Like, wait a minute, why is this a secret?

I think I do need to bring this up

with someone else in my family.

But it's crazy that just a little bit of small talk

is how you can get your target to do this.

I'm still not convinced that these scammers are from India,

scamming other people from India.

Stay with us, because when we come back from the break,

we learn where they're really from.

Support for this show comes from Exonius.

Gain visibility into your entire attack surface with Exonius.

Exonius is the solid foundation you need

in your security program

to adapt to change and control complexity.

The Exonius Cybersecurity Asset Management Platform

correlates data from existing tools

to provide an always up-to-date inventory,

uncover security gaps, and automate response actions.

Go to exonius.com slash darknet

to learn more and to get a demo.

That's Exonius, spelled A-X-O-N-I-U-S.

Exonius.com slash darknet.

Okay, so these scammers speak fluent Punjabi, right?

And that's a language spoken in the Punjab region.

But that region is very interesting.

The thing is, the Punjabi is half-lead

divided in Pakistan and some other regions of India.

So if somebody is talking in Punjabi,

that's the same language as the people living in India side as well.

Yeah, Punjab is actually a really big area in South Asia

and is shared between Pakistan and India.

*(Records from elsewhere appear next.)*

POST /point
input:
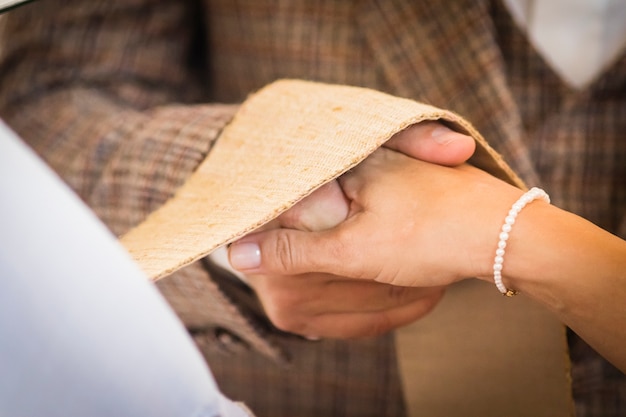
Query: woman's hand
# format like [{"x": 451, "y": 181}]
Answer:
[
  {"x": 410, "y": 223},
  {"x": 317, "y": 304}
]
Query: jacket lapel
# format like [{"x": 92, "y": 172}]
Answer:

The two countries have a long-standing feud for loads of reasons

and a similar feud is seen between the Punjabis in India and Pakistan.

So even though they share the same language

and live right next door to each other,

they do not always get along.

And this may be a reason why people in this area are being targeted.

It could be part of the continued feud between Pakistan and India.

Tarun actually saw a video of someone

who recorded one of these scam calls.

The scammer, he calls someone and the guy on the other side of the phone,

he recognized him.

Hey, I know you are a scammer.

You've been calling to people in such a way and collecting the money.

Why would you do that?

And the scammer, he just got straightforward.

He said, hey, you know, everything is not going in Pakistan.

We don't get any jobs.

We are like unemployed.

So in any way, we have to get the money from the people.

So this is the easiest way we can get money from the people.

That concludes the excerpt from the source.